Horace cringed. “The Germans are coming!” he cried. “Death from the skies!”

 

“We don’t know what it means,” Emma said. “Could be a false alarm, or a test.”

 

But the streets and the square were emptying fast; the old men were folding up their newspapers and vacating their benches.

 

“They don’t seem to think it’s a test,” Horace said.

 

“Since when are we afraid of a few bombs?” Enoch said. “Quit talking like a Nancy Normal!”

 

“Need I remind you,” said Millard, “these are not the sort of bombs we’re accustomed to. Unlike the ones that fall on Cairnholm, we don’t know where they’re going to land!”

 

“All the more reason to get what we came for, and quickly!” Emma said, and she led us inside.

 

*

 

The cathedral’s interior was massive—it seemed, impossibly, even larger than the outside—and though damaged, a few hardy believers knelt here and there in silent prayer. The altar was buried under a midden of debris. Where a bomb had pierced the roof, sunlight fell down in broad beams.
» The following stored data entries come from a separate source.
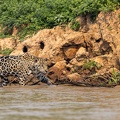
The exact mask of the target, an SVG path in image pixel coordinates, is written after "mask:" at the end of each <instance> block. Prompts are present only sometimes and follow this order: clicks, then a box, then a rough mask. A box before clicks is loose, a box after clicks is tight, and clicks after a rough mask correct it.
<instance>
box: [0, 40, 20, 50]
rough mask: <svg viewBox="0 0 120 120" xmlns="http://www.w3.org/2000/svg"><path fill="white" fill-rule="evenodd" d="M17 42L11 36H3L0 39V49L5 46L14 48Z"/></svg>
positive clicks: (4, 47) (8, 47)
mask: <svg viewBox="0 0 120 120" xmlns="http://www.w3.org/2000/svg"><path fill="white" fill-rule="evenodd" d="M17 44H18V40H16V39H12V38H4V39H0V50H4V49H6V48H10V49H14V48H15V47H16V46H17Z"/></svg>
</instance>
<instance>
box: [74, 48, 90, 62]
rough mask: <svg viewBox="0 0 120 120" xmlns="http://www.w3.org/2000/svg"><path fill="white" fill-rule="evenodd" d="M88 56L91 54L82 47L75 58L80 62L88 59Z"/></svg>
mask: <svg viewBox="0 0 120 120" xmlns="http://www.w3.org/2000/svg"><path fill="white" fill-rule="evenodd" d="M88 54H89V53H88V52H87V51H86V49H85V48H84V47H80V48H79V50H78V51H77V53H76V56H75V58H76V60H77V61H78V62H79V61H82V60H84V59H86V58H87V57H88Z"/></svg>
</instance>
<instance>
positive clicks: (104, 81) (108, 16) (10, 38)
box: [0, 9, 120, 87]
mask: <svg viewBox="0 0 120 120" xmlns="http://www.w3.org/2000/svg"><path fill="white" fill-rule="evenodd" d="M77 20H78V21H79V22H80V24H81V27H80V29H79V31H77V32H76V31H73V30H71V29H70V27H69V26H67V27H63V26H57V27H55V28H53V29H44V30H40V31H39V32H38V33H37V34H35V35H33V36H32V37H29V36H28V38H26V40H24V41H23V42H20V40H19V39H18V38H16V37H15V36H13V38H5V39H1V40H0V45H1V46H0V48H1V50H6V49H12V50H13V51H12V53H11V54H10V55H20V54H23V53H24V52H28V53H29V54H32V55H35V56H38V57H43V58H44V57H45V58H46V57H47V58H48V60H49V62H48V68H49V70H48V73H47V74H46V76H47V77H48V78H50V79H51V82H52V83H54V84H71V85H76V86H97V87H98V86H100V87H101V86H104V87H110V86H111V87H113V86H116V85H119V84H120V72H119V70H120V67H119V65H120V61H119V59H120V33H119V31H120V9H118V10H115V11H113V12H107V13H105V12H104V13H103V12H101V13H100V14H99V15H98V17H97V19H96V21H95V22H94V23H92V22H91V21H89V19H87V18H86V23H85V24H83V21H82V18H81V17H78V18H77ZM14 32H15V31H14Z"/></svg>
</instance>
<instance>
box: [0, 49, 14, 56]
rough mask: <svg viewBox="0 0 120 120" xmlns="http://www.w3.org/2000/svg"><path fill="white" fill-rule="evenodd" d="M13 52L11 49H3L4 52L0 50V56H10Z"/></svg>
mask: <svg viewBox="0 0 120 120" xmlns="http://www.w3.org/2000/svg"><path fill="white" fill-rule="evenodd" d="M12 51H13V50H12V49H10V48H6V49H3V50H0V54H2V55H6V56H7V55H9V54H10V53H11V52H12Z"/></svg>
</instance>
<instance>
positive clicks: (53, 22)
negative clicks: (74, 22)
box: [0, 0, 120, 36]
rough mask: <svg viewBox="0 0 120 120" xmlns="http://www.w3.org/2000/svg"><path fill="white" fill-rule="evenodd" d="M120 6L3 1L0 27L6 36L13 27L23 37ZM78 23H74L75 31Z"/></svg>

A lone soldier sat on a fallen pillar, gazing at the sky through the broken ceiling.

 

 

 

 

 

We wandered, necks craned, bits of concrete and broken tile crunching beneath our feet.

 

“I don’t see anything,” Horace complained. “There are enough hiding places here for ten thousand pigeons!”

 

“Don’t look,” Hugh said. “Listen.”

 

We stopped, straining to hear the telltale coo of pigeons. But there was only the ceaseless whine of air-raid sirens, and below that a series of dull cracks like rolling thunder. I told myself to stay calm, but my heart thrummed like a drum machine.

 

Bombs were falling.

 

“We need to go,” I said, panic choking me. “There has to be a shelter nearby. Somewhere safe we can hide.”

 

“But we’re so close!” said Bronwyn. “We can’t quit now!”

 

There was another crack, closer this time, and the others started to get nervous, too.

 

“Maybe Jacob’s right,” said Horace. “Let’s find somewhere safe to hide until the bombing’s through. We can search more when it’s over.”

 

“Nowhere is truly safe,” said Enoch. “Those bombs can penetrate even a deep shelter.”

 

“They can’t penetrate a loop,” Emma said. “And if there’s a tale about this cathedral, there’s probably a loop entrance here, too.”

 

“Perhaps,” said Millard, “perhaps, perhaps. Hand me the book and I shall investigate.”

 

Bronwyn opened her trunk and handed Millard the book.

 

“Let me see now,” he said, turning its pages until he reached “The Pigeons of St. Paul’s.”

 

Bombs are falling and we’re reading stories, I thought. I have entered the realm of the insane.

 

“Listen closely!” Millard said. “If there’s a loop entrance nearby, this tale may tell us how to find it. It’s a short one, luckily.”

 

A bomb fell outside. The floor shook and plaster rained from the ceiling. I clenched my teeth and tried to focus on my breathing.

 

Unfazed, Millard cleared his throat. “The Pigeons of St. Paul’s!” he began, reading in a big, booming voice.

 

“We know the title already!” said Enoch.

 

“Read faster, please!” said Bronwyn.